Ai Miyazato fired a sizzling final round of 6-under-par 66 to finish third at the Kia Classic on Sunday.

The former world No. 1 started the day in 15th place but reeled off seven birdies against a lone bogey at the Aviara Golf Club to secure her first top-five finish in three years with a total of 12-under 276.

Miyazato, joint leader after the first round, finished seven shots behind New Zealand’s world No. 1 Lydia Ko, who captured her first title of the season and 11th of her career.

Ko carded a third straight 67 and closed out four shots ahead of South Korea’s Park In-bee.

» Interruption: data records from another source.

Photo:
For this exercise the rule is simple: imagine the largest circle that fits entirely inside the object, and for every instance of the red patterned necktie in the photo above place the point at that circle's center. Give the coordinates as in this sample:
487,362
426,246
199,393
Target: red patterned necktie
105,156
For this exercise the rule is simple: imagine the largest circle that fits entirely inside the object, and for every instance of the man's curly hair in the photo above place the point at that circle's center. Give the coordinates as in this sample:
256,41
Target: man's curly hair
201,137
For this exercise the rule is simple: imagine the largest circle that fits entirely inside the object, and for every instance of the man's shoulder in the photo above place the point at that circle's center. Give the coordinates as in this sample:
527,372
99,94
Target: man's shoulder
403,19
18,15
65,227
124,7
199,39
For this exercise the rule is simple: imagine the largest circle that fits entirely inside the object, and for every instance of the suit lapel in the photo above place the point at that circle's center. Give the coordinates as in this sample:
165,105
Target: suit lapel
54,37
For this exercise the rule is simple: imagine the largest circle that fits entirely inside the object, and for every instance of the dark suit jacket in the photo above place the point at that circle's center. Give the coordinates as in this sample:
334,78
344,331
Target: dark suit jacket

Miyazato had her best finish in an LPGA event since a runnerup finish at the 2013 JTBC Founders Cup. Her last top 10 also came that year, at the 2013 Lotte Championship.

“I haven’t finished top 10 since, I don’t know, maybe a couple years ago, and finally I did it,” Miyazato told LPGA.com. “So I’m really satisfied with what I did, and definitely gained confidence.

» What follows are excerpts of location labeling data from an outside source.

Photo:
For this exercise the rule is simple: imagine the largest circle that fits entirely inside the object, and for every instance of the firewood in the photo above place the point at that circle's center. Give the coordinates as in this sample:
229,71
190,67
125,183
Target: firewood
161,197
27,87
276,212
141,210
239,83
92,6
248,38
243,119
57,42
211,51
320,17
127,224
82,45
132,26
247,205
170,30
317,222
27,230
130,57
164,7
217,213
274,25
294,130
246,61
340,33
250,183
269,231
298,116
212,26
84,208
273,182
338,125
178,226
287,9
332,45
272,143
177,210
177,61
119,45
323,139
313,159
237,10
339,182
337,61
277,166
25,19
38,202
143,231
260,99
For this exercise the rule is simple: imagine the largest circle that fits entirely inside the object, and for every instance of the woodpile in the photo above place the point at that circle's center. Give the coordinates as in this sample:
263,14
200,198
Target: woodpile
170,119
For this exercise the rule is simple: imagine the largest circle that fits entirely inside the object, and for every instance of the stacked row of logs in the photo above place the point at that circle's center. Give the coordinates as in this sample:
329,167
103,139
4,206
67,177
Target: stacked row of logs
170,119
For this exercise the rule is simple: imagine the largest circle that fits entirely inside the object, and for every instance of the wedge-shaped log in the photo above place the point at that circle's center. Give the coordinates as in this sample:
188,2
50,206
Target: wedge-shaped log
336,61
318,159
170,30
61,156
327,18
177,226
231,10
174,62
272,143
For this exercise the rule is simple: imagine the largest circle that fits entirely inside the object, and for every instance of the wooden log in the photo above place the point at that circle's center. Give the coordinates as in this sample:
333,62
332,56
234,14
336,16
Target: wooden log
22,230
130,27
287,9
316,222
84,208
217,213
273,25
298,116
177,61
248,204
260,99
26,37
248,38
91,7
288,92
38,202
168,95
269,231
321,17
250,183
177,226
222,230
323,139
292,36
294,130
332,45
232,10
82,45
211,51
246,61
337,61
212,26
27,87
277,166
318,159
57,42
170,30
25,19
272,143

“I’ve been struggling with my putting since a couple years ago, and that’s why my game wasn’t really there. But I had really good patience and I knew I could get through it.

“Right now, I’m in the process, but the difference is I’m having fun more with my game. So I think that was it. I need this feeling until the end of November.”

Also for Japan, Harukyo Nomura had a 73 and finished in 16th place, while Sakura Yokomine had a 72 and closed in 60th.

Day reaps reward

AP

Everyone around him was telling Jason Day to withdraw from the Dell Match Play and not risk further injury to his back.

Day knew he was playing well enough to win and wanted to stick it out.

The decision paid off in more ways than he could imagine.

Day returned to No. 1 in the world by making it to Sunday. It felt even sweeter when he beat Rory McIlroy in an epic semifinal, and then beat Louis Oosthuizen in a championship match so one-sided that it might as well have been a victory lap around Austin Country Club.

“I’m glad I didn’t listen,” Day said. “I wanted to win. I wanted to win so bad that I felt with how I was playing, if I kept playing the way I was going, I would be holding the trophy at the end of the week. And that’s what kept me going.”